Congratulations on your tenure as Chief Clinician at Cancer Research UK, what achievements are you most proud of over that time?

Proud is a strong word, as there is nothing I have done alone – it has been thanks to a large team at CRUK that we have made progress including thanks to my friends and colleagues Karen Vousden, KJ Patel, Iain Foulkes and David Scott.

I am most excited about the work we have done at CRUK to enhance clinician scientist training across all stages of career development. I am also really pleased to have been part of bringing the importance of viewing cancer as a systemic disease rather than a cancer cell intrinsic process to the challenges set for Cancer Grand Challenges. It has also been great to help underscore the importance of bringing discovery science to the core of all we do in funding through multiple committees at CRUK, including our Clinical research and Population committees.

Your research has been instrumental in shaping our understanding of tumour heterogeneity and cancer evolution. How has the field progressed over the past decade?

The field has moved from describing heterogeneity to quantifying and modelling it.

A decade ago, multi-region sequencing was still novel. Today, we can reconstruct phylogenies, time mutational processes, measure clonal selection under therapy, and detect residual disease at parts-per-million sensitivity.

We now understand that metastasis is often seeded earlier than we once thought, relapse frequently arises from rare resistant subclones present at diagnosis and the immune microenvironment co-evolves with tumour clones. We also know that tumour clones evolve to evade immune pressures, and mutational processes shape evolutionary trajectories in predictable ways. Importantly, we’ve also learned that truncal, ubiquitous alterations represent rational therapeutic targets, whereas subclonal diversity underpins resistance.

That conceptual shift, from treating ‘the tumour’ to targeting the evolutionary trunk, is influencing both drug development and vaccine strategies. But we’re still only beginning to understand how environmental exposures, inflammation, and ageing shape the earliest stages of tumour initiation. In my view that’s where the next frontier lies.

As cancer research becomes increasingly data‑driven and collaborative, where do you see the biggest opportunities for translating cutting‑edge discoveries into patient benefit?

The opportunities are exciting. We now generate longitudinal, multi-omic datasets at unprecedented resolution. If integrated properly, these allow us to move from reactive treatment to risk prediction, interception, and adaptive therapy.

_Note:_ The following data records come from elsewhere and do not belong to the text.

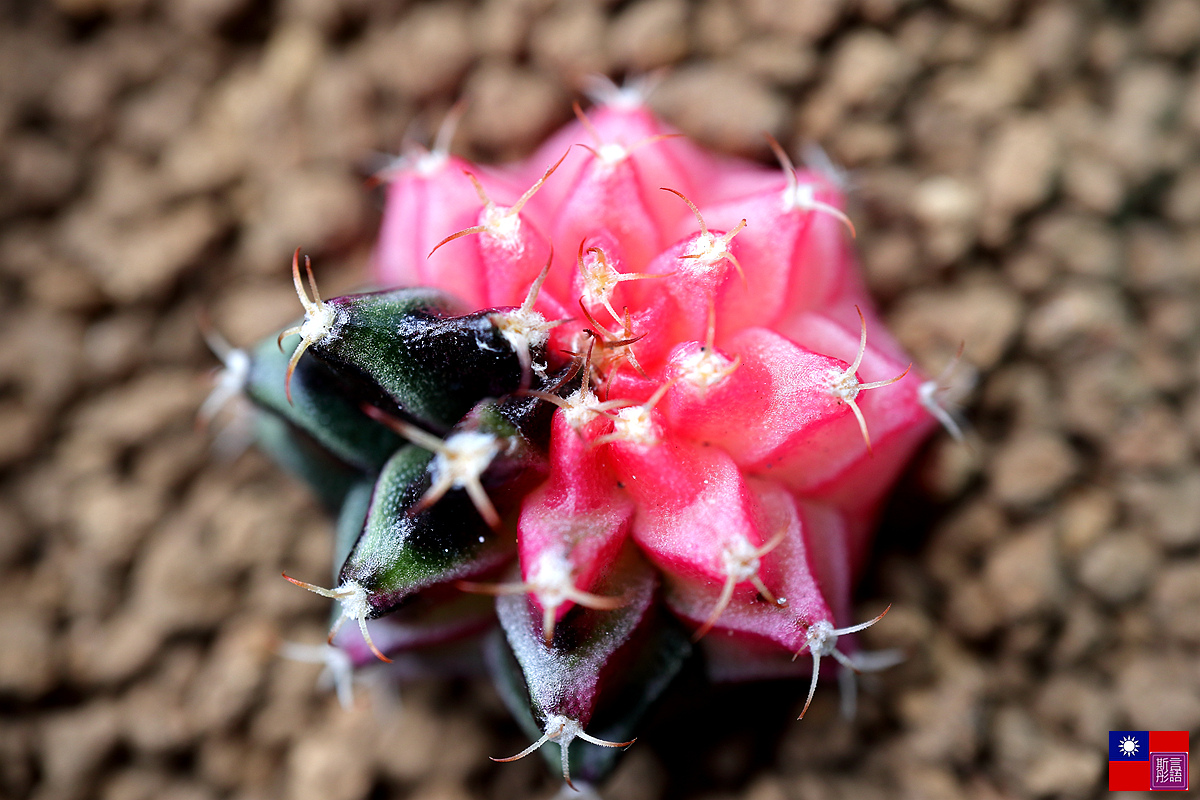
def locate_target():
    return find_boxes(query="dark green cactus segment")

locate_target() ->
[338,445,512,619]
[496,548,658,726]
[334,477,378,581]
[486,549,692,783]
[245,336,404,473]
[254,411,362,511]
[310,289,541,432]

Minimal residual disease detection is a good example. With highly sensitive personalised assays, we can identify molecular relapse months before clinical recurrence. This opens up huge opportunities in the adjuvant clinical trials setting to identify and escalate therapy in patients most at risk. That opens the door to intervention at a stage when tumour subclonal burden is low and chance of cure is higher.

With this chapter closing, how do you envision your own work evolving?

I am incredibly excited about cancer prevention and want to dedicate the next 10 years to working in this field. By understanding the earliest molecular events that drive tumour initiation, we are beginning to glimpse the possibility of molecular cancer prevention – identifying high-risk clonal expansions or inflammatory states and intervening before invasive disease ever develops.

What has become increasingly clear is that many environmental exposures may not act primarily as mutagens, but as promoters. In a cancer promotion model, selective expansion – where inflammation, metabolic stress, or environmental stimuli create a permissive niche – allows pre-existing mutant clones to expand and acquire further malignant traits. If we can identify and modulate those promoting signals, for example chronic inflammatory pathways or tissue repair programmes that drive progenitor cell plasticity, we may be able to prevent progression even when mutations are already present.

Prevention, in this sense, becomes an evolutionary strategy. Rather than trying to eliminate every mutation, we aim to suppress the ecological conditions that allow dangerous clones to dominate. The ambition is not simply earlier diagnosis, but biological interception: altering the trajectory of cancer evolution before metastatic competence is established.

Looking to the future of oncology more widely, what developments give you the greatest optimism?

The power of discovery research never ceases to amaze and inspire me. Just when you think a particular area of medicine is hopeless, breakthroughs occur that change the way we think about disease.

I have seen this happen multiple times during my oncology career, from targeted therapies hitting HER2 and EGFR through to cancer immune-therapy achieving cures in metastatic melanoma. Then there was the early detection of lung cancer through low dose CT screening, and the development of a better understanding of which patients need – and benefit from – adjuvant therapies.

It really does show the power of investment in discovery research in driving better cancer outcomes.